Are you embarrassed to ask your doctor certain questions, nervous that you’ll sound confused, or flustered by the fact that your doctor seems rushed for time or uses lots of technical language?
Regardless of the problem, it’s important for you to find a solution because medical miscommunication can hurt your health, said Barry Jacobs, Psy.D., a clinical psychologist and Director of Behavioral Sciences at the Crozer-Keystone Family Medicine Residency Program in Springfield, Pa.
If communicating with your doctor is difficult, we’ve got some tips to help you get the answers you need. Hint: The silent treatment is never an effective cure.
Ready, set, ask!
The best way to make sure you’re following your doctor’s advice and taking your medication correctly is to use simple, direct communication. Ask a lot of questions. If you don’t understand an answer, keep asking until you do understand. Medical terms can be tough to figure out, and sometimes more explanation is needed.
“Doctors have to set a tone in which questions and discussions are welcome — then patients have to have the courage to speak up,” said Jacobs, who is also an American Heart Association volunteer.

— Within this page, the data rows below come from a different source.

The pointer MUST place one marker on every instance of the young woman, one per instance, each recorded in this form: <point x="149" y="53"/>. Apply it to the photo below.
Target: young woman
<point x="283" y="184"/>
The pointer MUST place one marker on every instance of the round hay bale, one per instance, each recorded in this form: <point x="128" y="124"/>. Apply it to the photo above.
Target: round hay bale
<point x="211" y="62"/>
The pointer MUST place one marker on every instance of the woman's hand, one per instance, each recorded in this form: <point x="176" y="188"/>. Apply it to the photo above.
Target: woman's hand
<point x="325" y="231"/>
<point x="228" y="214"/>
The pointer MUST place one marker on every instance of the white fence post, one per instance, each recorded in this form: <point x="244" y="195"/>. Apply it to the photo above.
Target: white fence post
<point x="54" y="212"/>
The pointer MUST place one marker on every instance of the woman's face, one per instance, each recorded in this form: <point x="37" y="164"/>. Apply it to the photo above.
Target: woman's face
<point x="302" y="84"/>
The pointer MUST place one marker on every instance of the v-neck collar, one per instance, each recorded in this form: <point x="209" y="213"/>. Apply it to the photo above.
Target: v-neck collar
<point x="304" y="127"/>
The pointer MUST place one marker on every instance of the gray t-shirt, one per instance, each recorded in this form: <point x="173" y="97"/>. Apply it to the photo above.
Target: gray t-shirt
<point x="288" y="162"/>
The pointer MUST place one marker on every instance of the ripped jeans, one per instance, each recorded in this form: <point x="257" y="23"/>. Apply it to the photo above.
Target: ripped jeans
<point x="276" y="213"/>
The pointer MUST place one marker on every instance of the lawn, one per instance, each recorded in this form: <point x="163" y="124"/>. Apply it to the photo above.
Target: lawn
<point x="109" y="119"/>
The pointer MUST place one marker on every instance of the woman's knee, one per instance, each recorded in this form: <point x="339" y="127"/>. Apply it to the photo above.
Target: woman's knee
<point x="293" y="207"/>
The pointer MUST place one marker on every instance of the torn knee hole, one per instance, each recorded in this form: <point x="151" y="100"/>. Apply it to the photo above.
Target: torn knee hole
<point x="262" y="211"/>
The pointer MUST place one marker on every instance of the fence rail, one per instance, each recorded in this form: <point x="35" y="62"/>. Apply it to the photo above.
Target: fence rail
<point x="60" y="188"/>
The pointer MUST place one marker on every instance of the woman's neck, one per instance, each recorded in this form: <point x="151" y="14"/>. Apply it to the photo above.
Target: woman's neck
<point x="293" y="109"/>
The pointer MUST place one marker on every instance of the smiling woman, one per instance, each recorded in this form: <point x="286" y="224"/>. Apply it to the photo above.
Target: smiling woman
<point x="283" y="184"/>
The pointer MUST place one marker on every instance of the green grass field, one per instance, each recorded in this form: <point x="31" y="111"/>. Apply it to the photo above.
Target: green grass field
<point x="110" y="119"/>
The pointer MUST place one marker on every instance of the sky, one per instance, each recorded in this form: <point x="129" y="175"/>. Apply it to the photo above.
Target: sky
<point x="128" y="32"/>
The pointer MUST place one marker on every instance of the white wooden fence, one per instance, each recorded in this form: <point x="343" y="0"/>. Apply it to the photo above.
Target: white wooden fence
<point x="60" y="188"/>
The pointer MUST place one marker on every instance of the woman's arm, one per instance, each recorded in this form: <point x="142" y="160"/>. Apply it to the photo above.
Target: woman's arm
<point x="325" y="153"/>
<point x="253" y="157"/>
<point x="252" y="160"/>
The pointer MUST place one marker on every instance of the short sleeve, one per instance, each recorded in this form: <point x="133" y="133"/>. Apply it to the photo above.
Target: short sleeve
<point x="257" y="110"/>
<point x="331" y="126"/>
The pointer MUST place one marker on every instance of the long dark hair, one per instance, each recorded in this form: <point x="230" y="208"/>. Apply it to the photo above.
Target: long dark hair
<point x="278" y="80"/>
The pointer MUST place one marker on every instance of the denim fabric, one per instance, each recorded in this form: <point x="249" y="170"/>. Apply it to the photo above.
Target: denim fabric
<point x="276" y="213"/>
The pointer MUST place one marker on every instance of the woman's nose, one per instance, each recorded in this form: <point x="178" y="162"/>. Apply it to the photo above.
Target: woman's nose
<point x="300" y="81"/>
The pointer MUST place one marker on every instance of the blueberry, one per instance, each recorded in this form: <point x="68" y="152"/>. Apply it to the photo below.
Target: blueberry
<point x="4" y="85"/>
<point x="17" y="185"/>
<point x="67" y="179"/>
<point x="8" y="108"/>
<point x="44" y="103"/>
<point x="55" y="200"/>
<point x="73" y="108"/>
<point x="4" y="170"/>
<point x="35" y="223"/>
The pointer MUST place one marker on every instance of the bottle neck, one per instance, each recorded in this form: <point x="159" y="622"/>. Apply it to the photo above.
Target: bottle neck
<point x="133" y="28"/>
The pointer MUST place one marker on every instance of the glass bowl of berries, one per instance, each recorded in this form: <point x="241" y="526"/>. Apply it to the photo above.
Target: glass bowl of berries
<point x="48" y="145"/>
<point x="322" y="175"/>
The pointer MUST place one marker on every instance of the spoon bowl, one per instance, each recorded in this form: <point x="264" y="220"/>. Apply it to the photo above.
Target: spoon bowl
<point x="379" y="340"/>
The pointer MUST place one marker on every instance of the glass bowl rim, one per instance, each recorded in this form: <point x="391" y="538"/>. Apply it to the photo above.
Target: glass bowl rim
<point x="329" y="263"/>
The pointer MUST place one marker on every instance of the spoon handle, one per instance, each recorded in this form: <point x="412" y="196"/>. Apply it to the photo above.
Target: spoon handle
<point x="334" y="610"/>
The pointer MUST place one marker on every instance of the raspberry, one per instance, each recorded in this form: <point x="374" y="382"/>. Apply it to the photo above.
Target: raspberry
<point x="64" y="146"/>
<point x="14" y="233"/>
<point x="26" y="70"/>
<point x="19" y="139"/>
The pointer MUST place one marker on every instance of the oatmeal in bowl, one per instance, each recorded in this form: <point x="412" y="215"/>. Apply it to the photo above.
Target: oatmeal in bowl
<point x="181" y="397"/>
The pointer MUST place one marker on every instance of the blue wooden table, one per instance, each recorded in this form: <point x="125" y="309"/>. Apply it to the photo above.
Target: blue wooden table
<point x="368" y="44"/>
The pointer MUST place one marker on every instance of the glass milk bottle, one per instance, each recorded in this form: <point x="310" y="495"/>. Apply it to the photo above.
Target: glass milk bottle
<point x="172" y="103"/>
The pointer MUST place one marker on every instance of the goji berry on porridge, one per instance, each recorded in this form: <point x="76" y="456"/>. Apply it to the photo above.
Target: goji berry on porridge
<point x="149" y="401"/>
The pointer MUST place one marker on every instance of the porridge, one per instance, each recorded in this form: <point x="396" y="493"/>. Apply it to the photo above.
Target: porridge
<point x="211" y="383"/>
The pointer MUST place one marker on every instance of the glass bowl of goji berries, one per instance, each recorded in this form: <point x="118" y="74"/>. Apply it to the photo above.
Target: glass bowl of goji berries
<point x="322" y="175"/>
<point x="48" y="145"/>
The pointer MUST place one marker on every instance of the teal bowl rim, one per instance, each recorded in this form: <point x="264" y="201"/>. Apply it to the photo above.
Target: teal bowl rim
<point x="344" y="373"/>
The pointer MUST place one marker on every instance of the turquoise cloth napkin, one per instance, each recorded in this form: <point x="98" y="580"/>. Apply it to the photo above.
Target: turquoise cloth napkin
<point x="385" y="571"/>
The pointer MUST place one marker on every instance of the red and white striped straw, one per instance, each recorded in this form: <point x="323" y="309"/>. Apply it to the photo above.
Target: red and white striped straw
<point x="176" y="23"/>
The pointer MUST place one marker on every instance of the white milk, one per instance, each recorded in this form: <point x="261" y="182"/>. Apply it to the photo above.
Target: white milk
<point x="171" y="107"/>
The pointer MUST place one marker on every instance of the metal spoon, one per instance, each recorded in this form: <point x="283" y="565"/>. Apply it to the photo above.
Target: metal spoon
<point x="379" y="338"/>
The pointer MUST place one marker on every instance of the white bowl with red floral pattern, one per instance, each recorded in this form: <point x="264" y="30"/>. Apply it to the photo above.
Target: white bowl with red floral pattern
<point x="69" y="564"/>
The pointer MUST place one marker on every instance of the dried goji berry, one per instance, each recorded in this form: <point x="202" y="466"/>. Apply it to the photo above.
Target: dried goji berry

It helps to ask the right questions. A little research before your visit will help you have a more informed discussion with your doctor. Use the Internet, but stick with reliable sources your doctor will respect.
For heart health and stroke information, visit the American Heart Association’s website, heart.org. For questions on other medical topics, check with accredited medical schools, university teaching hospitals and government sites such as the National Institutes of Health, the Centers for Disease Control and Prevention and the Department of Health and Human Services are also reliable.
Don't take a pile of printouts to your appointment. Organize your questions into a concise list before you get there. In turn, your doctor should make time to answer all your questions thoroughly.
And if you have an urgent question after your visit, don’t hesitate to contact your doctor.
“More and more physicians are encouraging patients to e-mail questions and concerns between medical visits,” Jacobs said. “Whatever the mode of communication, patients still need to be willing to voice doubts and confusion to work effectively.”
Learning to Ask Questions
That can be a major change for patients who aren’t used to raising concerns.
“Older patients tend to be more deferential and consequently ask fewer questions, while younger patients often approach medical visit as informed consumers,” Jacobs said. “They’re more likely to express whatever doubts they have.”
"Some ethnic groups may be less trustful of medical authority and be more skeptical about medical treatment plans," Jacobs said. "But they usually keep their reservations to themselves."